The anticipated deliverables for TAG Operational Resilience include:

  • Subprojects: Ongoing services or programs requiring stewardship from the TAG. Examples include:
    • Production Readiness Assessments
    • Resource Optimization and Green Reviews
  • Initiatives: Time-bound, objective-focused units of work submitted to the TOC. Examples may include:
    • Specific assessments for Resource Optimization or Cost Efficiency best practices
    • Guidelines for performance testing best practices
  • Whitepapers and Guides: In-depth documents that provide frameworks and guidelines consistent with advancing practices in the TAG's scope. These serve projects, other TAGs, and the TOC.
  • Landscape Analysis: Curated information and overview of the projects, tools, and standards within the operational resilience ecosystem to identify gaps and opportunities, inform adopters of useful and novel ways of addressing use cases, and developing practices and guidance for enterprise scale.
  • Knowledge Gap Identification: Reports and presentations to the TOC on identified gaps within the cloud native ecosystem related to operational resilience.
  • Suggestions for improvements: Recommend improvements for CNCF internal processes. Examples include suggestions for:
    • New educational initiatives, such as for sustainability.
  • Project reviews and due diligence: The TAG will support TOC with the due diligence activities pertaining to the scope of the TAG.

Audiences

  • Adopters, Developers, and Operators: Adopters, developers, and system operators will benefit from educational materials, best practices, and tools that help them build and maintain more resilient systems.
  • CNCF Projects & Community: The TAG will provide project intelligence and support to the CNCF TOC and the broader community, helping to align projects and initiatives.
  • External Organizations: The TAG will engage in collaboration with external organizations, initiatives, and efforts to share knowledge and advance the state of operational resilience.

Coordination

The TAG Operational Resilience will coordinate with various stakeholders within the CNCF ecosystem:

  • CNCF Projects: The TAG provides services to projects, and its work helps align projects within the CNCF ecosystem. This coordination ensures alignment across the foundation and provides pathways for community-focused initiatives to be supported
  • Other TAGs: Coordination is essential, as TAGs serve the needs of multiple projects and other TAGs.
  • TOC Subprojects: TAG leadership participates in TOC Subprojects like Project Reviews and Contributor Strategy.
  • Community Groups: Community Groups are encouraged to discuss initiative ideas and may submit applications for initiatives within a TAG.

Success Criteria

Success is based on the effective establishment and operation of the TAG's Subprojects and Initiatives. This includes the creation and dissemination of valuable resources, such as best practices and assessments. The TAG's ability to maintain focus on its defined scope and align with TOC requirements is crucial. Success also involves recruiting new leadership and community members to support and drive the TAG's mission, as well as making incremental progress in identifying and addressing knowledge gaps within the ecosystem.
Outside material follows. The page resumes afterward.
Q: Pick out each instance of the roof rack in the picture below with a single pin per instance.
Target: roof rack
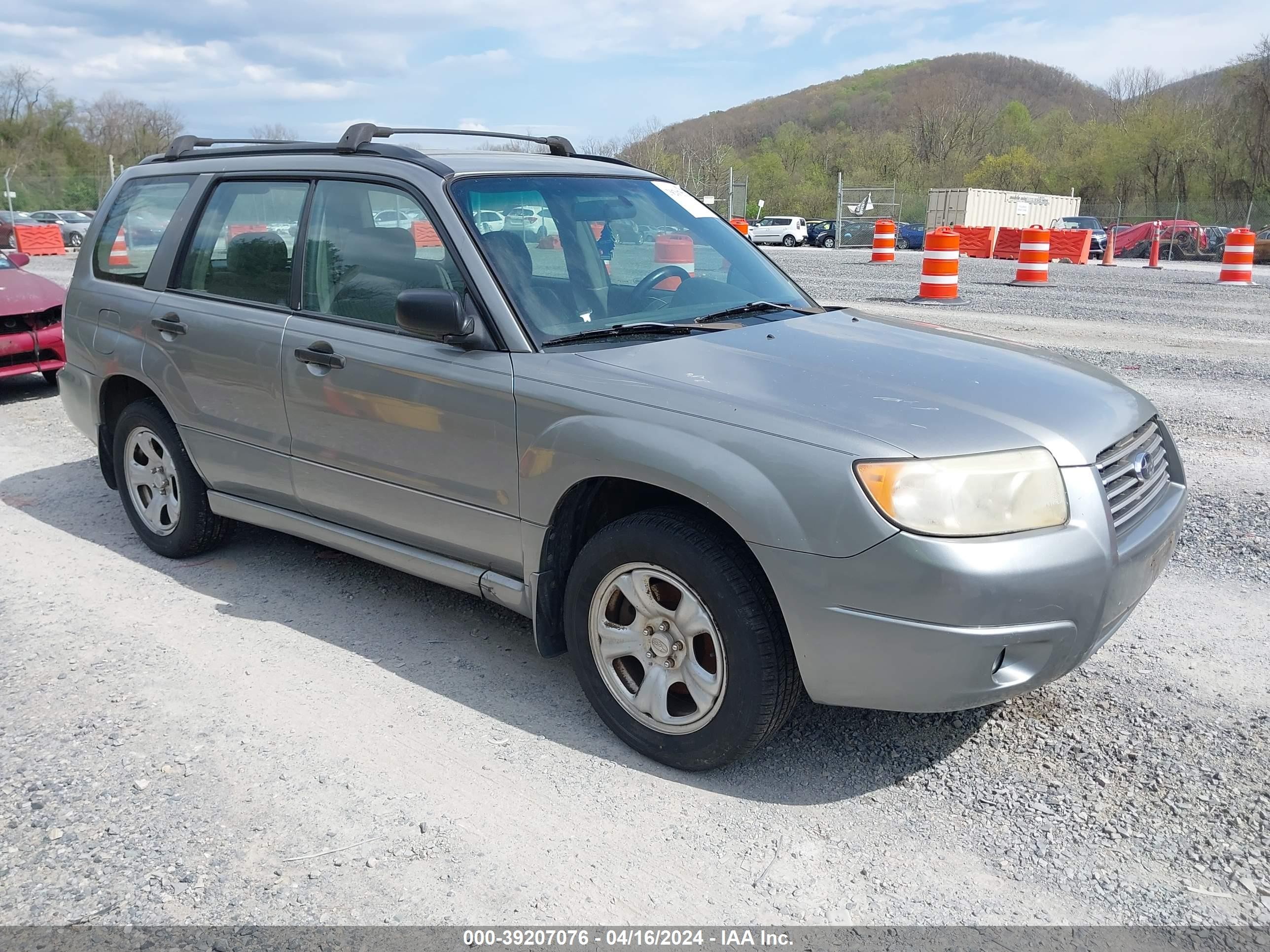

Alignment with the CNCF TOC Charter

The TAG Operational Resilience charter is directly aligned with the CNCF TOC charter. The TOC is the technical governing body responsible for maintaining the technical vision and driving standard practices across projects. The TOC's vision is problem-centric, encouraging projects to solve challenges faced by adopters. By focusing on critical areas such as observability, reliability, and efficiency (Day 2 Ops), TAG Operational Resilience directly addresses the significant problems faced by cloud-native adopters. The TAG's work in defining best practices, frameworks, and performing assessments contributes to driving common practices and aligning projects within the ecosystem, as mandated by the TOC.